ЖИЗНЬ БЕЗ ПРИНЦИПОВ.
10. Атлантический ежемесячник, Бостон, октябрь 1863 г.
В лицее, не так давно, я почувствовал, что лектор выбрал тему, слишком чуждую ему самому, и поэтому не смог заинтересовать меня так сильно, как мог бы. Он описывал вещи не в его сердце или близко к нему, а в сторону его конечностей и поверхностей. В этом смысле в лекции не было по-настоящему центральной или централизующей мысли. Я хотел бы, чтобы он имел дело со своим самым личным опытом, как это делает поэт. Самый большой комплимент, который мне когда-либо делали, был, когда кто-то спросил меня, что я думаю, и внимательно выслушал мой ответ. Я удивлен, а также восхищен, когда это происходит, это такое редкое использование, которое он хотел бы сделать из меня, как будто он был знаком с инструментом.

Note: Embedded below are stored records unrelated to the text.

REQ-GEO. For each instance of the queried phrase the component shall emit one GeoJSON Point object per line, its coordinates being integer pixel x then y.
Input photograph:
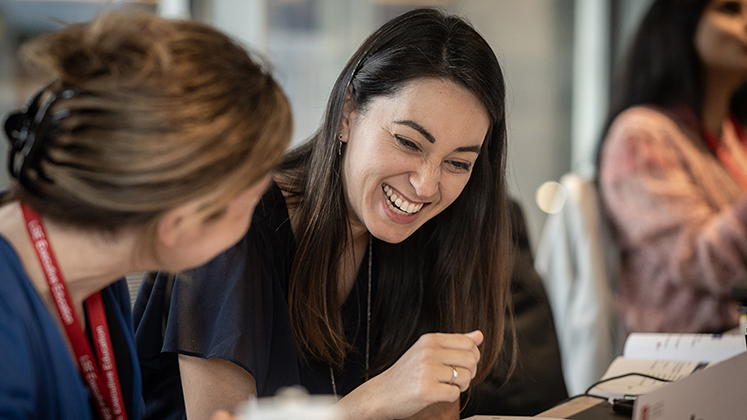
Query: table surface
{"type": "Point", "coordinates": [571, 407]}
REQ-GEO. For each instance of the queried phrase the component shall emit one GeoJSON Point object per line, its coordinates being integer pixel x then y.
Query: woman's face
{"type": "Point", "coordinates": [721, 37]}
{"type": "Point", "coordinates": [409, 156]}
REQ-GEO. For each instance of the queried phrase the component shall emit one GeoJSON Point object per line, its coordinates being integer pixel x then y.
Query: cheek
{"type": "Point", "coordinates": [452, 189]}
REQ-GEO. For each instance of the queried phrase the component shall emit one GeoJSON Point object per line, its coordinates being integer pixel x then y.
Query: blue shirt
{"type": "Point", "coordinates": [38, 376]}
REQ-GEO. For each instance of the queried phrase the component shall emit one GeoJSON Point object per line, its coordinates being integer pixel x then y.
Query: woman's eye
{"type": "Point", "coordinates": [459, 166]}
{"type": "Point", "coordinates": [407, 143]}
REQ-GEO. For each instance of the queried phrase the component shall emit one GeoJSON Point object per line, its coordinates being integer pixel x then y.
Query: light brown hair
{"type": "Point", "coordinates": [162, 112]}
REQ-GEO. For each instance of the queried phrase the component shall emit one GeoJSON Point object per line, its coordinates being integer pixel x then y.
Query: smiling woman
{"type": "Point", "coordinates": [376, 267]}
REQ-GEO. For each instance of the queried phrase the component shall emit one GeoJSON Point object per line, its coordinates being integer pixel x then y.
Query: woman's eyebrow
{"type": "Point", "coordinates": [412, 124]}
{"type": "Point", "coordinates": [428, 136]}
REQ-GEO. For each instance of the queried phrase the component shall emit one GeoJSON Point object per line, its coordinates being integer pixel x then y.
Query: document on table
{"type": "Point", "coordinates": [664, 356]}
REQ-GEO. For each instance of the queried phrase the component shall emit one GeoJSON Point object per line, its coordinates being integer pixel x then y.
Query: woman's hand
{"type": "Point", "coordinates": [437, 368]}
{"type": "Point", "coordinates": [222, 415]}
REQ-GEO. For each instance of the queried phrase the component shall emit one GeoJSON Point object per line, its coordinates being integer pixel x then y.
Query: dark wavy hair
{"type": "Point", "coordinates": [452, 274]}
{"type": "Point", "coordinates": [662, 67]}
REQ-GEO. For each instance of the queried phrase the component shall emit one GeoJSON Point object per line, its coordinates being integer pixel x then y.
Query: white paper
{"type": "Point", "coordinates": [483, 417]}
{"type": "Point", "coordinates": [693, 347]}
{"type": "Point", "coordinates": [716, 393]}
{"type": "Point", "coordinates": [634, 385]}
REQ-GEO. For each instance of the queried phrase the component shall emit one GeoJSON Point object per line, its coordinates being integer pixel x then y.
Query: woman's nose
{"type": "Point", "coordinates": [425, 180]}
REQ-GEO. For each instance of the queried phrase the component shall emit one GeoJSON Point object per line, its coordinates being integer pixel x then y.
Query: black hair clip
{"type": "Point", "coordinates": [28, 131]}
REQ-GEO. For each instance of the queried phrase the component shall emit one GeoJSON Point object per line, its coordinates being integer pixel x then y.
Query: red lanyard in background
{"type": "Point", "coordinates": [723, 155]}
{"type": "Point", "coordinates": [105, 388]}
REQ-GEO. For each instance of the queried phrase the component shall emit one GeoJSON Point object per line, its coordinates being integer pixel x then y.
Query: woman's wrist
{"type": "Point", "coordinates": [362, 403]}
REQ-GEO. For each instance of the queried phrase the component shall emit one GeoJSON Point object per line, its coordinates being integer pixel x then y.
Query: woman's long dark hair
{"type": "Point", "coordinates": [662, 67]}
{"type": "Point", "coordinates": [451, 275]}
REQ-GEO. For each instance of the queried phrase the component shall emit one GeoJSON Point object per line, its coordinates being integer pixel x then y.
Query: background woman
{"type": "Point", "coordinates": [381, 248]}
{"type": "Point", "coordinates": [148, 151]}
{"type": "Point", "coordinates": [673, 167]}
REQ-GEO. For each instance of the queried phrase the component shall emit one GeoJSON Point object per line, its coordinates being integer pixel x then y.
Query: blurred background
{"type": "Point", "coordinates": [558, 58]}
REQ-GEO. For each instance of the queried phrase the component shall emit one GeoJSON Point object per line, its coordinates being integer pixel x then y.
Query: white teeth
{"type": "Point", "coordinates": [399, 205]}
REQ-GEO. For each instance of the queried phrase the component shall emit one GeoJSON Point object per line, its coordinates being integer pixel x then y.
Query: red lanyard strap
{"type": "Point", "coordinates": [110, 402]}
{"type": "Point", "coordinates": [723, 155]}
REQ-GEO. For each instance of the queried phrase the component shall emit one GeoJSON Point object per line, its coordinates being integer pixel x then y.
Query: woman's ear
{"type": "Point", "coordinates": [174, 225]}
{"type": "Point", "coordinates": [348, 110]}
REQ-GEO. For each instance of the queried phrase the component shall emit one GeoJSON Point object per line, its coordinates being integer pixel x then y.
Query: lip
{"type": "Point", "coordinates": [396, 217]}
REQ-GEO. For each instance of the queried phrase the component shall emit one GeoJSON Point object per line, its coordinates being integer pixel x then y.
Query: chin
{"type": "Point", "coordinates": [392, 237]}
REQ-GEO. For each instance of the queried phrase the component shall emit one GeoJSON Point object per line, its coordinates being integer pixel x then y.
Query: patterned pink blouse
{"type": "Point", "coordinates": [680, 219]}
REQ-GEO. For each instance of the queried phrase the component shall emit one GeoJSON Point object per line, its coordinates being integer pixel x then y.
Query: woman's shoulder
{"type": "Point", "coordinates": [639, 126]}
{"type": "Point", "coordinates": [654, 120]}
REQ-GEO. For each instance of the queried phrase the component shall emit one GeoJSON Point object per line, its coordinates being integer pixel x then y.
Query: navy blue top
{"type": "Point", "coordinates": [235, 308]}
{"type": "Point", "coordinates": [38, 376]}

Обычно, если людям нужно что-то от меня, это только узнать, сколько акров я делаю из их земли — поскольку я землемер — или, в крайнем случае, какие тривиальные новости я взвалил на себя. Они никогда не пойдут в суд за моим мясом; они предпочитают скорлупу. Один человек однажды проделал значительное расстояние, чтобы попросить меня прочитать лекцию о рабстве; но, беседуя с ним, я обнаружил, что он и его клика ожидали, что семь восьмых лекции будут их, и только одна восьмая моя; поэтому я отказался. Я принимаю как должное, когда меня приглашают читать лекцию где-либо — ибо у меня есть небольшой опыт в этом деле, — что есть желание услышать, что я думаю по какому-то предмету, хотя я могу быть самым большим дураком в стране, — а не то, что я должен говорить только приятные вещи или такие, с которыми аудитория согласится; и я решаю, соответственно, что дам им сильную дозу себя. Они послали за мной и обязались заплатить за меня, и я полон решимости, что они получат меня, даже если я буду утомлять их сверх всякой меры.